一种新的蛋白质水平假发现率估计方法。

A new estimation of protein-level false discovery rate.

机构信息

The Dental Center of China-Japan Friendship Hospital, Beijing, China.

ShenZhen Research Institute of Big Data, ShenZhen, China.

出版信息

BMC Genomics. 2018 Aug 13;19(Suppl 6):567. doi: 10.1186/s12864-018-4923-3.

DOI:10.1186/s12864-018-4923-3

PMID:30367581

原文链接:https://pmc.ncbi.nlm.nih.gov/articles/PMC6101079/

Abstract

BACKGROUND

In mass spectrometry-based proteomics, protein identification is an essential task. Evaluating the statistical significance of the protein identification result is critical to the success of proteomics studies.

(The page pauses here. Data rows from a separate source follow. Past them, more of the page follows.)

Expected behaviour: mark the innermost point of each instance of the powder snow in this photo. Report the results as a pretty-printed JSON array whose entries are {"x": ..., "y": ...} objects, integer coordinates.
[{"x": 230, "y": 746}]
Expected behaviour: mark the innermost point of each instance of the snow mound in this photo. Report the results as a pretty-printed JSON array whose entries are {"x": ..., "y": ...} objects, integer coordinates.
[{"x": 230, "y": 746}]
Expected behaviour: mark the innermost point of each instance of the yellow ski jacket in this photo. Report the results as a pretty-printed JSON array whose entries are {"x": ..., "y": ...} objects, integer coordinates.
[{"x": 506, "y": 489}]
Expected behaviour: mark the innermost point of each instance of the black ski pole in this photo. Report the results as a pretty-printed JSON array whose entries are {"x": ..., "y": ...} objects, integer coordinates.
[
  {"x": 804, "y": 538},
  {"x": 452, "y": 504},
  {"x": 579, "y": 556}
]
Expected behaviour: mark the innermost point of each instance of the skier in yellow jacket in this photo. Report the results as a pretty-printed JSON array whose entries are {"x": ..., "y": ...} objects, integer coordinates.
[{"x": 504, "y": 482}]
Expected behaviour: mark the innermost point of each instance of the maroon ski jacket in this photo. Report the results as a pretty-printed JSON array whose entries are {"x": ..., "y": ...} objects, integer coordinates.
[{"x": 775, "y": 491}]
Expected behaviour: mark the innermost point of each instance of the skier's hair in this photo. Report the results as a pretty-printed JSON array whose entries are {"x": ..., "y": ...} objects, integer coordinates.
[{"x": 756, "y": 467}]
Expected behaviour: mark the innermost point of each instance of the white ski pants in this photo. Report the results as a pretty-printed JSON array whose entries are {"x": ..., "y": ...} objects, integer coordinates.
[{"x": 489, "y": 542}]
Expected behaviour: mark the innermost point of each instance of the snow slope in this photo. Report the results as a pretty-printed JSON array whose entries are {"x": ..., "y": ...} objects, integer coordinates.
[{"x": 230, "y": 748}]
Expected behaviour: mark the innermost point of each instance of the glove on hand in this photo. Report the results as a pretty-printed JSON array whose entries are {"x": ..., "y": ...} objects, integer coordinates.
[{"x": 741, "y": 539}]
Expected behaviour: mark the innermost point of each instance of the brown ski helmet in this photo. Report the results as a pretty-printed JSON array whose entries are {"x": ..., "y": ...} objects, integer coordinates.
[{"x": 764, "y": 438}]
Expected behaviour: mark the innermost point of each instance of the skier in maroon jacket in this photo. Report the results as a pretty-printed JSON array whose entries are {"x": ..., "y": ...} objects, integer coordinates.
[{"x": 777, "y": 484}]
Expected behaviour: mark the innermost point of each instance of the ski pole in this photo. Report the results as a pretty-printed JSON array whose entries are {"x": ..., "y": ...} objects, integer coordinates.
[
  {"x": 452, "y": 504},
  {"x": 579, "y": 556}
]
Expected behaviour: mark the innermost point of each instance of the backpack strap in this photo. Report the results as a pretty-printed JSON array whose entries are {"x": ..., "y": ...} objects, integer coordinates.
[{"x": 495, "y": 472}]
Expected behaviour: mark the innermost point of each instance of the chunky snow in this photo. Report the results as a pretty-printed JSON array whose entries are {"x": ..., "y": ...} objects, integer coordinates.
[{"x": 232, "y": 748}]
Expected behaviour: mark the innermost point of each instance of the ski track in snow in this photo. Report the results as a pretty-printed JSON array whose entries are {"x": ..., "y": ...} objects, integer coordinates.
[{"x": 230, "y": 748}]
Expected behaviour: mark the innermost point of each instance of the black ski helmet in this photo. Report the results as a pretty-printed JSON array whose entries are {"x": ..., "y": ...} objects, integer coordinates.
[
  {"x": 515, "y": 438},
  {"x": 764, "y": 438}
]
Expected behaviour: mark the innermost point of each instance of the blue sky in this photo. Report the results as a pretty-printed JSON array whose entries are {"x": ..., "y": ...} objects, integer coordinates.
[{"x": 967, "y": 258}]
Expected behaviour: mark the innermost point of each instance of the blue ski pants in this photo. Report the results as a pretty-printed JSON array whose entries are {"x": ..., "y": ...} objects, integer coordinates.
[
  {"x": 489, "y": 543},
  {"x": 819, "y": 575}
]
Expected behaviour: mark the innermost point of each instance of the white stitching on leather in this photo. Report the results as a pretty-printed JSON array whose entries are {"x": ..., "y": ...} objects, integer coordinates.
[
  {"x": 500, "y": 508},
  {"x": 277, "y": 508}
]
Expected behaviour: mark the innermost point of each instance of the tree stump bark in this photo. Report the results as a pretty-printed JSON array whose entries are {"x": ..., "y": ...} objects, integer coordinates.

Controlling the false discovery rate (FDR) is the most common method for assuring the overall quality of the set of identifications. Existing FDR estimation methods either rely on specific assumptions or rely on the two-stage calculation process of first estimating the error rates at the peptide-level, and then combining them somehow at the protein-level. We propose to estimate the FDR in a non-parametric way with less assumptions and to avoid the two-stage calculation process.

RESULTS

We propose a new protein-level FDR estimation framework. The framework contains two major components: the Permutation+BH (Benjamini-Hochberg) FDR estimation method and the logistic regression-based null inference method. In Permutation+BH, the null distribution of a sample is generated by searching data against a large number of permuted random protein database and therefore does not rely on specific assumptions. Then, p-values of proteins are calculated from the null distribution and the BH procedure is applied to the p-values to achieve the relationship of the FDR and the number of protein identifications. The Permutation+BH method generates the null distribution by the permutation method, which is inefficient for online identification. The logistic regression model is proposed to infer the null distribution of a new sample based on existing null distributions obtained from the Permutation+BH method.

CONCLUSIONS

In our experiment based on three public available datasets, our Permutation+BH method achieves consistently better performance than MAYU, which is chosen as the benchmark FDR calculation method for this study. The null distribution inference result shows that the logistic regression model achieves a reasonable result both in the shape of the null distribution and the corresponding FDR estimation result.

摘要

背景

在基于质谱的蛋白质组学中，蛋白质鉴定是一项必不可少的任务。评估蛋白质鉴定结果的统计显著性对于蛋白质组学研究的成功至关重要。控制假发现率（FDR）是确保鉴定集整体质量的最常用方法。现有的 FDR 估计方法要么依赖于特定的假设，要么依赖于首先估计肽级别的错误率，然后以某种方式在蛋白质级别组合它们的两阶段计算过程。我们建议以较少的假设和避免两阶段计算过程的非参数方式估计 FDR。

结果

我们提出了一种新的蛋白质水平 FDR 估计框架。该框架包含两个主要组件：置换+BH（Benjamini-Hochberg）FDR 估计方法和基于逻辑回归的无效推断方法。在置换+BH 中，通过对大量置换随机蛋白质数据库进行搜索来生成样本的零分布，因此不依赖于特定的假设。然后，从零分布计算蛋白质的 p 值，并应用 BH 过程对 p 值进行处理，以获得 FDR 和蛋白质鉴定数量之间的关系。置换+BH 方法通过置换方法生成零分布，对于在线鉴定效率不高。我们提出了逻辑回归模型，基于置换+BH 方法获得的现有零分布来推断新样本的零分布。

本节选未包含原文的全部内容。